In Israel, where many of the worktops are made, about 300 workers have been found to have silicosis, including 22 patients who have undergone lung transplants. This means that people working with engineered stone make up over a half of all the lung transplants referrals in Israel.

In 2013 a similar outbreak was found in Spain, which, is another big producer of these worktops. Cases are also being reported amongst kitchen fitters in Australia.

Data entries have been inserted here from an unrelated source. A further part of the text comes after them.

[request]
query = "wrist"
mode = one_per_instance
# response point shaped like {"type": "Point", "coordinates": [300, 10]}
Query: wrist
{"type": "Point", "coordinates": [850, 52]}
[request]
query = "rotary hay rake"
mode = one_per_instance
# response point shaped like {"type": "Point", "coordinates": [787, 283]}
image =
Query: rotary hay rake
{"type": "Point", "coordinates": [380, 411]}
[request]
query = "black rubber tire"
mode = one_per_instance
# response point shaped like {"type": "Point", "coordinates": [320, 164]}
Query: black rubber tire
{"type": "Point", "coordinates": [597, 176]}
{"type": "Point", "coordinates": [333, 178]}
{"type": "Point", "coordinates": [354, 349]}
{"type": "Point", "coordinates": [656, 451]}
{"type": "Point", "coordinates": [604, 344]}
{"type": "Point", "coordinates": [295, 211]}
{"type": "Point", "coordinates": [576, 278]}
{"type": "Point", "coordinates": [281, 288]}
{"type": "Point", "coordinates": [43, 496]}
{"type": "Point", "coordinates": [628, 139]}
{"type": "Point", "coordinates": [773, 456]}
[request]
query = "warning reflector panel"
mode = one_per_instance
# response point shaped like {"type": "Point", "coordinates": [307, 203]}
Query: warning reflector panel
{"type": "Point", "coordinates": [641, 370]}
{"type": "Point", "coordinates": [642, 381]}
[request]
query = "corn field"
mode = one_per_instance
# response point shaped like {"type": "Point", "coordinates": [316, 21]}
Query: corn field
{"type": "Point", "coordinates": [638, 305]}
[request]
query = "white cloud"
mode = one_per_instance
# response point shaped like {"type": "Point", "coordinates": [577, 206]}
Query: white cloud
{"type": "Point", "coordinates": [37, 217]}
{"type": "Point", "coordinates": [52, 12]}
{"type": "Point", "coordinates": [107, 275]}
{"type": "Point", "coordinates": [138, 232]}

The biggest producers however are China and India where figures on the number who are being slowly killed by these new fashion statements are just not available. Nor do we know the number of people being exposed in the UK, however a large number are self-employed and so not covered by the health and safety at work act as they are exposing themselves, not others.

In the USA, a 2013 study showed that every person working in four kitchen shops using engineered stone were exposed to levels of silica well above the (then) legal maximum. Since then the legal level of exposure to silica in the US has been reduced and, earlier this year, the regulator issued a warning on the issue.

Here in the UK the legal maximum exposure limit remains twice that in the US, despite union attempts to get it reduced (see Hazards magazine). The HSE does have some advice on engineered stone on their website, but we need more than just a mention in a much longer leaflet which most kitchen installers are never likely to see. There is a case for an industry wide warning, as in the US, followed by an awareness campaign and inspection activity.

Deaths from silicosis have been falling over past decades as campaigns in the construction industry started to have an effect. However, given the rising popularity of this material, we face a new wave of workers lungs being destroyed by silica unless action is taken now to ensure that workers are made aware of the risks and proper precautions taken.

As for me, I phoned the kitchen company, who confirmed that they use “engineered stone”. I changed the order immediately.